The CSS :has() selector finally lets you style parent elements based on their children — no JavaScript required. Here's how to actually use it in 2026.

CSS code on a dark screen showing parent selector patterns

What :has() Actually Does (and Why It Took So Long)

For about 25 years, CSS selectors were strictly top-down. You could style a child based on its parent's class, but you could never style a parent based on what its children were doing. Every time you needed that — and you needed it constantly — you'd reach for JavaScript, add a class to the DOM manually, and feel bad about it. That's finally over.
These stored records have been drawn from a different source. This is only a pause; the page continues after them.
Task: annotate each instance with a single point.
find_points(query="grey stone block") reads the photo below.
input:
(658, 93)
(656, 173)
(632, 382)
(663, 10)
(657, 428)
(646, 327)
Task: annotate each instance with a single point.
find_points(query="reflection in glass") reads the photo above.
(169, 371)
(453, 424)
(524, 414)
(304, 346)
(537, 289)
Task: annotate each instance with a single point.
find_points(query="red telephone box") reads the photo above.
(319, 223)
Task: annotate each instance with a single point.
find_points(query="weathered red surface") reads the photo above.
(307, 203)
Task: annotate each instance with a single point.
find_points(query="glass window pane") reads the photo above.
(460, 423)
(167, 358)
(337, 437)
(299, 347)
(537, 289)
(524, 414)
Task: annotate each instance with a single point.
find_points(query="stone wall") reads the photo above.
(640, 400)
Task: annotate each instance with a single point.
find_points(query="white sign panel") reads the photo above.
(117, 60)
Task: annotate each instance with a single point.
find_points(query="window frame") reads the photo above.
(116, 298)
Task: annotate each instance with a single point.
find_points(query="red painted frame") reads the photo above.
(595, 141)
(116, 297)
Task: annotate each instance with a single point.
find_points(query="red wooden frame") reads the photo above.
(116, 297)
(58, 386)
:has() is a relational pseudo-class that lets you select an element *if* it contains a matching descendant. form:has(input:invalid) highlights the entire form when a field fails validation. li:has(> ul) targets only list items that have a nested sub-list. div:has(img) selects any div wrapping an image. The direction of the relationship is inverted from everything else in CSS, which is exactly what makes it so useful.
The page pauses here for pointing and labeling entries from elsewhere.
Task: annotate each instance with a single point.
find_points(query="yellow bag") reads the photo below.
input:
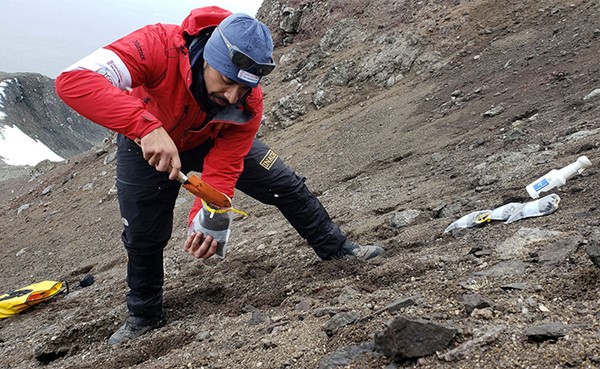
(14, 302)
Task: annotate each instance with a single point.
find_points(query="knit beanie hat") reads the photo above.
(250, 36)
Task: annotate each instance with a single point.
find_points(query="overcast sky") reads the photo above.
(48, 36)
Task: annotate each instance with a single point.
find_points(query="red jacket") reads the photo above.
(142, 81)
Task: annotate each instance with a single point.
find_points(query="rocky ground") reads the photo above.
(404, 116)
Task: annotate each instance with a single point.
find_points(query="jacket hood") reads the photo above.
(201, 18)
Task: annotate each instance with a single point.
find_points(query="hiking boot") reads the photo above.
(351, 250)
(133, 328)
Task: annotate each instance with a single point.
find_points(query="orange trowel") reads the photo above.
(203, 190)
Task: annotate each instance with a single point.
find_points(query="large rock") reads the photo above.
(407, 339)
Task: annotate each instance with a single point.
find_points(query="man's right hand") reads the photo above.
(160, 151)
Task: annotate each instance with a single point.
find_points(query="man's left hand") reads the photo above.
(199, 246)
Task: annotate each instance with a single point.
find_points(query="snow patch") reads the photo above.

Browser support landed progressively starting in 2023 and by late 2024 it had crossed the baseline threshold. As of mid-2026 you're looking at 96%+ global support across Chrome 105+, Safari 15.4+, Firefox 121+, and Edge 105+. The one concern is Firefox — it shipped :has() in version 121 but with a subtle performance caveat around dynamic re-evaluation inside shadow DOM that's mostly academic for normal UI work.

Honestly, the reason it took this long was performance. The CSS Working Group worried that arbitrary ancestor selection would force browsers to re-evaluate entire style trees on every DOM mutation. Modern browser engines solved it with scope-limiting strategies, which is why support suddenly appeared across all three engines within the same 18-month window.

The Syntax You Need to Know

The core form is dead simple: A:has(B) means "select A if it contains B." B can be any valid CSS selector — pseudo-classes, combinators, compound selectors, the works.

/* Any article that contains an h2 */
article:has(h2) {
  border-left: 3px solid currentColor;
}

/* Only cards that have a direct child img */
.card:has(> img) {
  padding-top: 0;
}

/* Form with at least one invalid input */
form:has(input:invalid) {
  outline: 2px solid #ef4444;
}

/* Parent li that contains a nested ul */
li:has(> ul) > a {
  font-weight: 700;
}

The > child combinator inside :has() is important — it lets you distinguish between a direct child and any descendant. Without it you're matching any depth. That distinction matters more than you'd think when you're dealing with complex component trees.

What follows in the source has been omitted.